東京・武蔵野市。今、JR東日本が客の心をつかんでいるのが中央線の高架下。続々と魅力的な店をオープンさせているのだ。

例えば、客で賑わうちょっと変わったお好み焼きの店「六甲山」。「お好み焼きミックス」は1000円。ふわっとした食感を生むのはユニークな焼き方。生地で四方から具材を包み込み長方形に焼き上げる。これで中が、ふわふわになるのだ。

一方、家族連れに人気の、食事が評判の「カフェサカイ」。一度は食べたいのが「BLTEサンドイッチ」(972円)。地元で有名なパン屋に焼かせた、雑穀入りバゲットが絶妙なのだそう。

このモールの名は「ノノワ」。魅力的な店で、高架下を賑わいの通りに変貌させた。
「ノノワ」東小金井を作ってきたのが、客目線で日々店舗をまわる支配人の奥冨七重だ。ところが奥富は部屋に戻ると、今度は帽子をかぶって駅のホームへ。実は支配人の奥冨は一人二役。JR東小金井駅の駅長も務めているのだ。

「朝の通勤時間帯にはホームに立ちます。ショップが開店する10時ごろからはショップの巡回を行います」(奥冨)

奥冨が所属するのは、JR東日本が作った「中央ラインモール」という会社。8年前、中央線の三鷹~立川間を高架にしたのを機に設立。商業施設「ノノワ」と駅の運営を一体化して行うことで、今までにない客目線の駅を作るという試みだ。

JR武蔵境駅で「中央ラインモール」のイベント担当・出田直彦が仕掛けていたのは、地域の住民に駅のファンとなってもらうための取り組み。沿線のクラフトビールの醸造所10社を集めた飲み比べイベントだ。

「会場に来てくれた方に、次は奥多摩や高円寺の実際の店舗を訪れていただければ、沿線の活性化につながると思います」(出田)

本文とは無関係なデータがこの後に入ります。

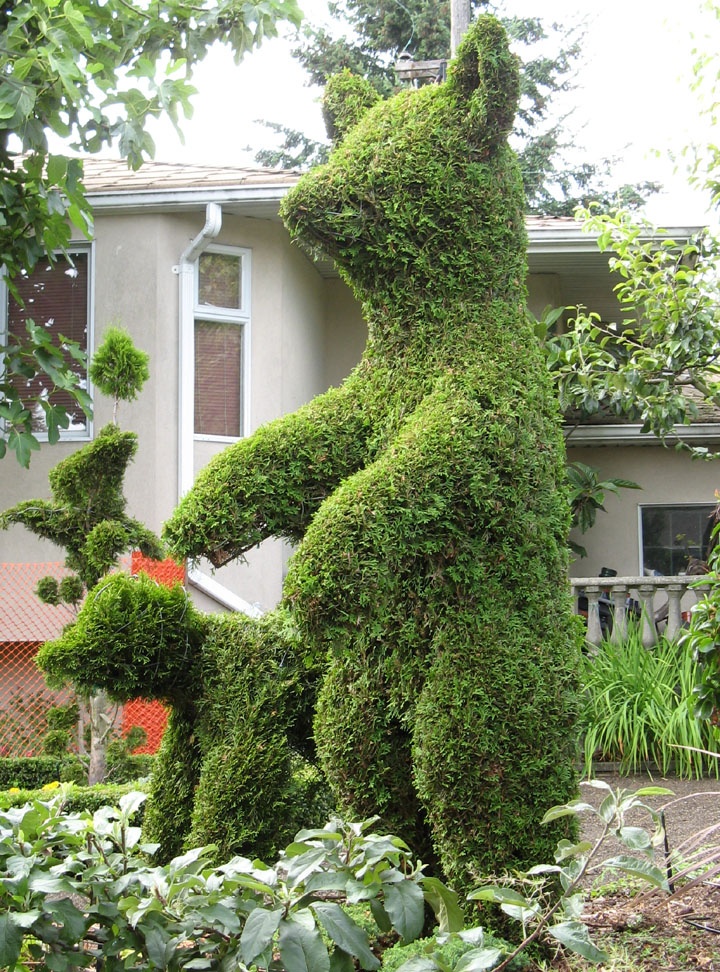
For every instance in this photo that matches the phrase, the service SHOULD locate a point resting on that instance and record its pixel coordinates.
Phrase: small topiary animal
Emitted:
(426, 494)
(228, 769)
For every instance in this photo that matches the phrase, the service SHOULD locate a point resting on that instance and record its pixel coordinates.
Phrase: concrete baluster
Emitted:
(594, 631)
(646, 593)
(674, 625)
(618, 596)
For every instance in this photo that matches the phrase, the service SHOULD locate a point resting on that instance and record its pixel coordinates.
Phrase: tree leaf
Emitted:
(258, 932)
(639, 868)
(444, 903)
(345, 933)
(405, 905)
(575, 936)
(11, 939)
(302, 949)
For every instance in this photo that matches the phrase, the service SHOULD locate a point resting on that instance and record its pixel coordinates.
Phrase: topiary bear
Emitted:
(426, 494)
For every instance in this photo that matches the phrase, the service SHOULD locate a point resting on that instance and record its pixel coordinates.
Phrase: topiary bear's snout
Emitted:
(133, 638)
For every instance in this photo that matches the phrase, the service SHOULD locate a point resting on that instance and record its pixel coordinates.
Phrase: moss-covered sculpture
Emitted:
(426, 493)
(230, 768)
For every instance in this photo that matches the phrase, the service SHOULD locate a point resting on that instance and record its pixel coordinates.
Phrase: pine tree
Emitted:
(378, 33)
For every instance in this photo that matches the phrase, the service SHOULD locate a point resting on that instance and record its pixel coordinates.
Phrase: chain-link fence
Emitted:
(25, 624)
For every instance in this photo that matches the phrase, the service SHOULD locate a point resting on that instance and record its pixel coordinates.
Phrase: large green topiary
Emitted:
(428, 491)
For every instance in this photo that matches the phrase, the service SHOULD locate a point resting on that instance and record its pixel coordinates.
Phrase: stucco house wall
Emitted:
(306, 334)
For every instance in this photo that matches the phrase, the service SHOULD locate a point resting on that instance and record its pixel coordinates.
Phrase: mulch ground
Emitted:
(653, 931)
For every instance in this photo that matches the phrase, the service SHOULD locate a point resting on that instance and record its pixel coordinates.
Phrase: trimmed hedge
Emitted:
(78, 798)
(34, 772)
(427, 496)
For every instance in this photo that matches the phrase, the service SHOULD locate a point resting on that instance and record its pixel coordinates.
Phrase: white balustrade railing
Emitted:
(608, 603)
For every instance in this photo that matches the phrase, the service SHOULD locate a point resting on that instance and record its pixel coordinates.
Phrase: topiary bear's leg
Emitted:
(365, 750)
(428, 573)
(255, 693)
(494, 746)
(167, 815)
(271, 483)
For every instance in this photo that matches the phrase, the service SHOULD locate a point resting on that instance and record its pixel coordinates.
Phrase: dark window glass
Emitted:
(55, 297)
(218, 376)
(671, 535)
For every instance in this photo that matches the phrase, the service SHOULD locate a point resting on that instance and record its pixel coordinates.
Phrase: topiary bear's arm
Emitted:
(271, 483)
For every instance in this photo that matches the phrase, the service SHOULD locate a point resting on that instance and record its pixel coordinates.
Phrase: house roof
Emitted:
(113, 175)
(23, 616)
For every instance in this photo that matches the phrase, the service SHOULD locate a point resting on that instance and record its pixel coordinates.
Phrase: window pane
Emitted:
(671, 535)
(56, 298)
(219, 280)
(218, 375)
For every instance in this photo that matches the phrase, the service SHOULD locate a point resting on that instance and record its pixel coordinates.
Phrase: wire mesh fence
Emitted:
(25, 624)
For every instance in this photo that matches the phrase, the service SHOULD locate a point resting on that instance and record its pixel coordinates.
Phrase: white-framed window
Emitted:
(57, 296)
(672, 535)
(222, 341)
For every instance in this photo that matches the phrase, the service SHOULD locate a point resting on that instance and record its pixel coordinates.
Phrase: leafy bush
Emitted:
(189, 914)
(29, 772)
(639, 708)
(445, 953)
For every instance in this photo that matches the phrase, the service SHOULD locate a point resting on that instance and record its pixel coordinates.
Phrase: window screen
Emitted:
(218, 376)
(55, 297)
(671, 535)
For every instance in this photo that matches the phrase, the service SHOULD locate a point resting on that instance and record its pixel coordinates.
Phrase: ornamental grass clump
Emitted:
(639, 709)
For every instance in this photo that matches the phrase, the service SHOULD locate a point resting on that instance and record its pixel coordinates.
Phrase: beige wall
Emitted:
(307, 333)
(667, 477)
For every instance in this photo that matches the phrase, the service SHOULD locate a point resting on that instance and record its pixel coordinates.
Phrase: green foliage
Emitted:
(63, 716)
(161, 635)
(140, 68)
(118, 368)
(373, 35)
(469, 950)
(587, 495)
(29, 772)
(21, 361)
(48, 590)
(189, 914)
(426, 494)
(86, 515)
(228, 771)
(659, 362)
(346, 98)
(548, 899)
(701, 642)
(56, 742)
(639, 708)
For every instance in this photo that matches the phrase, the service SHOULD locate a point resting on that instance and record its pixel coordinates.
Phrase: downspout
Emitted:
(185, 270)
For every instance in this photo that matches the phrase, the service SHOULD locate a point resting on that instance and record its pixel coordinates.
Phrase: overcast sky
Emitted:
(632, 97)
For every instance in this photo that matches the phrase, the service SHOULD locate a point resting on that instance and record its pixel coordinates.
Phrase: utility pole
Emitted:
(408, 69)
(459, 22)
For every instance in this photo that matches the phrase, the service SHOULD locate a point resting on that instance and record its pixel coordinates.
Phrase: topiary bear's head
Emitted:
(133, 638)
(421, 193)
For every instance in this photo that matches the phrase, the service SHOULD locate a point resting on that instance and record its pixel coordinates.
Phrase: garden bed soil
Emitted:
(653, 931)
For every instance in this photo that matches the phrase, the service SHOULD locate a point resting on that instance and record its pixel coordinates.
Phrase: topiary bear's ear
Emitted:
(346, 99)
(486, 75)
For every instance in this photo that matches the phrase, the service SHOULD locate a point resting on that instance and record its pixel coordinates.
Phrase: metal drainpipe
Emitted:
(185, 270)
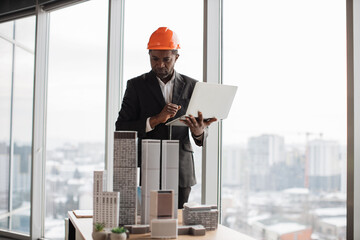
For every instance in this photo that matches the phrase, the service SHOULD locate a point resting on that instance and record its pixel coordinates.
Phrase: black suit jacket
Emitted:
(143, 98)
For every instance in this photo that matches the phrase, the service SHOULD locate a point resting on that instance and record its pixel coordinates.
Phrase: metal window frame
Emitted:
(39, 125)
(353, 118)
(10, 233)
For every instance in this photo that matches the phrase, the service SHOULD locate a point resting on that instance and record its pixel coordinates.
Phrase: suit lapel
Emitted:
(154, 87)
(179, 85)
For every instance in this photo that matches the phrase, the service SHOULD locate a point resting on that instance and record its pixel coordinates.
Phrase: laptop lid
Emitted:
(213, 100)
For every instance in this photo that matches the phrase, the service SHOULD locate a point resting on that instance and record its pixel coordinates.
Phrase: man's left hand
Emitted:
(197, 125)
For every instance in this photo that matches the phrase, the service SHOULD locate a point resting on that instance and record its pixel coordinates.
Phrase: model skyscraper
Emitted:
(170, 169)
(105, 204)
(160, 170)
(125, 174)
(161, 204)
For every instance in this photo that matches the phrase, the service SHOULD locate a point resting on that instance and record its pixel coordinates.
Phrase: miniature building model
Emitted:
(161, 204)
(170, 169)
(125, 174)
(160, 164)
(201, 215)
(105, 204)
(164, 228)
(150, 175)
(195, 230)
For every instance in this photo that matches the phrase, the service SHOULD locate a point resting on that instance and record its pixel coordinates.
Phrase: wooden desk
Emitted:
(81, 229)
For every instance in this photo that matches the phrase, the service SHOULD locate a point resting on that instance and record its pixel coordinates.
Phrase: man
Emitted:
(158, 96)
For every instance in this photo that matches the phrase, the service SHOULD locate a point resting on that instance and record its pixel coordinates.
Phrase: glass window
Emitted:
(16, 93)
(140, 23)
(284, 143)
(75, 109)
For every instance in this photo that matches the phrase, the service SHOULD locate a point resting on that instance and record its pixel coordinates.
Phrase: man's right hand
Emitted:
(167, 112)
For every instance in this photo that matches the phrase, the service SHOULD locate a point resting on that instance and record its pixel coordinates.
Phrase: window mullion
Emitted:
(212, 74)
(114, 77)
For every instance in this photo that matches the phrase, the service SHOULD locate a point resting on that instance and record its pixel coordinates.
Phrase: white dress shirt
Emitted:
(167, 90)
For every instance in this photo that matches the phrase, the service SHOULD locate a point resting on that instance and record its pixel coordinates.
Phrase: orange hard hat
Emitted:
(163, 39)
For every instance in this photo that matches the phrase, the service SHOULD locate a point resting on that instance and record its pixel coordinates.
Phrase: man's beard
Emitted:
(162, 73)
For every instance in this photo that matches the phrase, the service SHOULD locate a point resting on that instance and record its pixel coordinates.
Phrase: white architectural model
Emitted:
(150, 175)
(161, 204)
(125, 174)
(105, 204)
(170, 169)
(160, 170)
(164, 228)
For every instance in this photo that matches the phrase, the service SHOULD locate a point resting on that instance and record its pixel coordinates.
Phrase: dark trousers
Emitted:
(183, 196)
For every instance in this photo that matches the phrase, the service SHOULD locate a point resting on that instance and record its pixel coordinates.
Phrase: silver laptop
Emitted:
(213, 100)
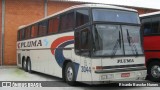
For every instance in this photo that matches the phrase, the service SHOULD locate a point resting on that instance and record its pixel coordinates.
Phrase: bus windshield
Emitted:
(110, 40)
(110, 15)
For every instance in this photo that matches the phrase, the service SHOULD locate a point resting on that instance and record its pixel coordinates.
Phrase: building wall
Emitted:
(21, 12)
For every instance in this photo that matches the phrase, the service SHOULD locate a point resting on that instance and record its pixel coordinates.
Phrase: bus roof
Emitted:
(149, 14)
(81, 6)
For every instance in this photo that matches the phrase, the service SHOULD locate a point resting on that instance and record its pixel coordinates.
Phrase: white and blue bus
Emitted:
(90, 43)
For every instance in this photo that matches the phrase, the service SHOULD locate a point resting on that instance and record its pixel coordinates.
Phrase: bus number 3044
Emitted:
(86, 69)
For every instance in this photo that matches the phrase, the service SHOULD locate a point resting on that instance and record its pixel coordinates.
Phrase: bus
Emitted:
(151, 37)
(88, 43)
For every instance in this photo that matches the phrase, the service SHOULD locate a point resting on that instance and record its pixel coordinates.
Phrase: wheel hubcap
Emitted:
(155, 71)
(69, 74)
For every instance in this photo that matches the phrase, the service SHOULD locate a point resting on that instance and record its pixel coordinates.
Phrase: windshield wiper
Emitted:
(116, 45)
(131, 43)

駅全体が一丸となり、地元に愛される鉄道を作り出す。民営化30年、JR東日本の新たな挑戦だ。


~編集後記~
分割民営化後、各JRは鉄道以外の事業への取り組みを開始した。「駅を単なる乗降の場ではなく、いろいろなサービスの提供施設に」というのは共通していたが、世界最大の鉄道会社であるJR東日本の戦略は先端的で、スイカがそのことを象徴している。

非常に身近になり、知らない人はいないが、その開発とネットワーク化は、簡単ではなかった。切符を買う必要がないという利便性に加え、他企業とのネットワークが閾値を超えて拡大したとき、社会全体に革命的な変化が起こった。民営化がもたらした、真の、イノベーションだった。

<出演者略歴>
冨田哲郎(とみた・てつろう)1951年、東京都生まれ。1974年、東京大学卒業後、国鉄に入社。1987年、国鉄分割民営化、JR東日本入社。2012年、代表取締役社長に就任。2018年、取締役会長に就任。